不動産へ、10年で3500億円投資=低金利で運用多様化-根岸明治安田生命社長

 明治安田生命保険の根岸秋男社長はインタビューに応じ、超低金利環境が続く中、「(国債中心の)運用を多様化する必要がある」と述べた。資産運用を強化するため、長期的に安定した賃料収入が期待できる不動産を対象に、今後10年で3500億円を投じる考えだ。  根岸氏は「今の低金利環境はまだ続く」と指摘。運用収益を高めるには、不動産や外国債券への投資を増やす必要があるとの認識を示した。  2018年度の業績は、外債投資などが奏功し、本業のもうけを示す基礎利益が過去最高となる見通し。

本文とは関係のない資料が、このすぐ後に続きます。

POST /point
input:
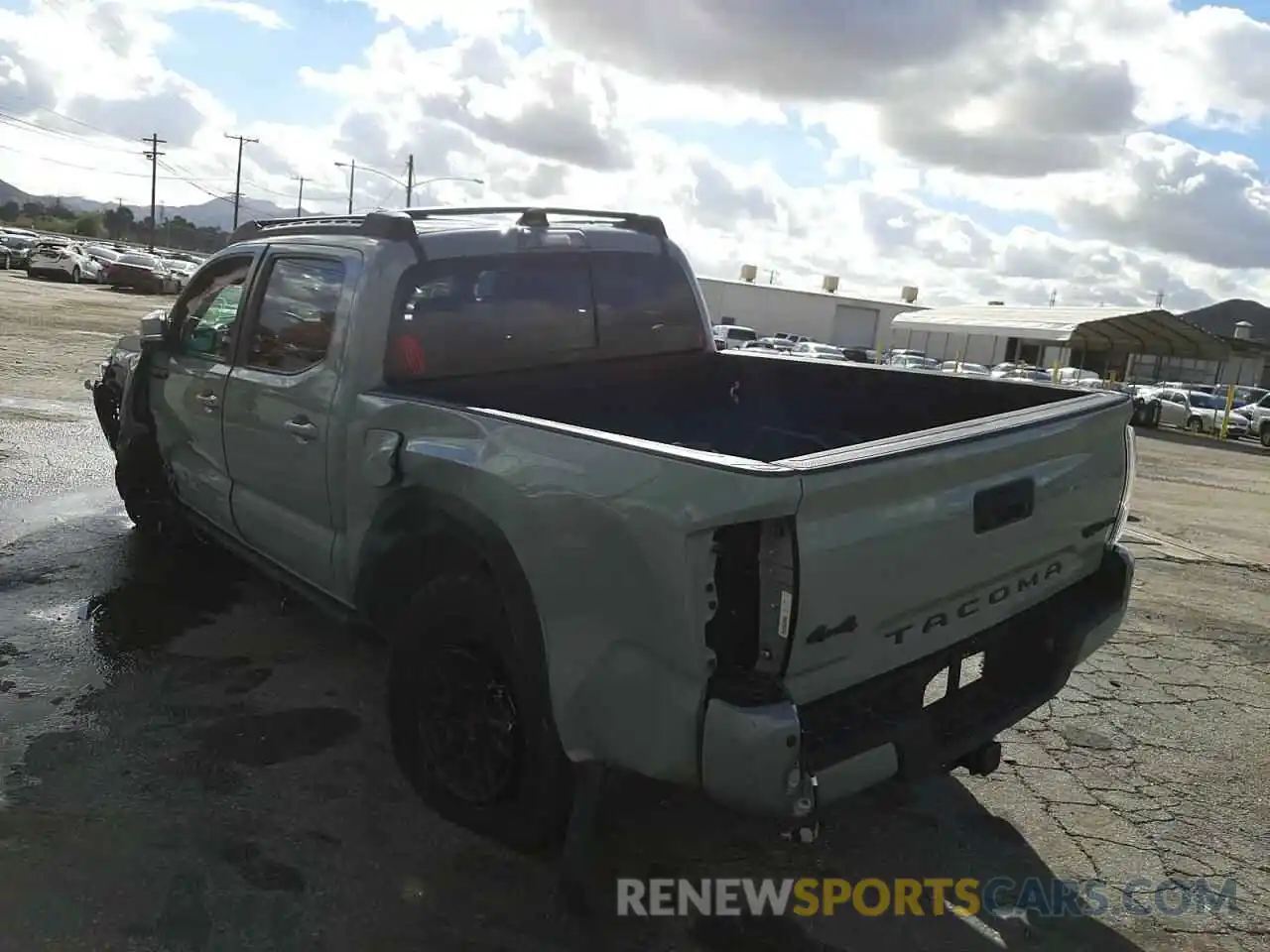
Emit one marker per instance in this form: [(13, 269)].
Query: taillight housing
[(1130, 471)]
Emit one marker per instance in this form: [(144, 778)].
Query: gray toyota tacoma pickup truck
[(504, 438)]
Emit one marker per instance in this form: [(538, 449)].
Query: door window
[(293, 329), (208, 311), (466, 313), (644, 303)]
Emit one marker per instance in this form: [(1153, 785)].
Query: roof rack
[(536, 217), (395, 226)]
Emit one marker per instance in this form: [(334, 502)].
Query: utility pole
[(153, 155), (238, 177)]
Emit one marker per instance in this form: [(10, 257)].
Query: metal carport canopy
[(1153, 333)]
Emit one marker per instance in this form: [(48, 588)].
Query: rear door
[(278, 403), (187, 389), (903, 555)]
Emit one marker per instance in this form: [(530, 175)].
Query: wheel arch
[(417, 535)]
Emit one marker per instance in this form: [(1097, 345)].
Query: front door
[(277, 408), (187, 386)]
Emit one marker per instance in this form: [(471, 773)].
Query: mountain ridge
[(214, 212)]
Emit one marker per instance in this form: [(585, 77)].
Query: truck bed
[(752, 407)]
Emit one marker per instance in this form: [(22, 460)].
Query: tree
[(117, 221), (87, 226)]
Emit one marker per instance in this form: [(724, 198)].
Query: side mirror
[(154, 327)]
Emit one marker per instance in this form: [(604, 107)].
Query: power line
[(238, 176), (22, 125), (195, 182), (96, 169), (153, 155), (300, 198)]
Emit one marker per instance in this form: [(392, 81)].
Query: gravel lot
[(55, 334), (190, 762)]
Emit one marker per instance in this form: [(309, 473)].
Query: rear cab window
[(481, 313)]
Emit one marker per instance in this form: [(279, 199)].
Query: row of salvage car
[(99, 263)]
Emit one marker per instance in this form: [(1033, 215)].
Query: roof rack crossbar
[(536, 216), (384, 225)]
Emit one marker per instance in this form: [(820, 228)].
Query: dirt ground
[(54, 335), (187, 762)]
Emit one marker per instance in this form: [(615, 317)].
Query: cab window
[(293, 329), (208, 311)]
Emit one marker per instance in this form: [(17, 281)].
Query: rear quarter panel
[(615, 543)]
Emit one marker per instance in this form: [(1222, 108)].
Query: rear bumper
[(783, 760)]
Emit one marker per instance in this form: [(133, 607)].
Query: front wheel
[(141, 481), (471, 719)]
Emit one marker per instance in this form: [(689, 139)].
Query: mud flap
[(144, 480)]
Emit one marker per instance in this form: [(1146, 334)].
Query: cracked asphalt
[(190, 762)]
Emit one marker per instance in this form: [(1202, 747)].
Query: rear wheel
[(471, 717), (141, 481)]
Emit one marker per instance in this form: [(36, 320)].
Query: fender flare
[(423, 530)]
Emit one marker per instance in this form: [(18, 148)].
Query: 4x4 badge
[(825, 633)]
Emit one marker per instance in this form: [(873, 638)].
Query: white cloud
[(1021, 107)]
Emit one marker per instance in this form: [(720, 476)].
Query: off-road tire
[(463, 612), (141, 480)]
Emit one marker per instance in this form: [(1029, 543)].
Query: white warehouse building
[(822, 315), (1128, 341)]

これを受け、明治安田生命は340万件の保険契約者に計35億円の増配を実施する方針。根岸氏は「契約者にしっかり還元していく」と強調した。  同社は19年度、大手生保では初めて、約3万人の全営業職員にスマートフォンの無償貸与を開始。根岸氏は「全社的にデジタル武装していく」と語り、無料対話アプリLINE(ライン)を活用した顧客向け営業の強化や、カメラ機能を使った提出書類のペーパーレス化など負担軽減に取り組む考えを示した。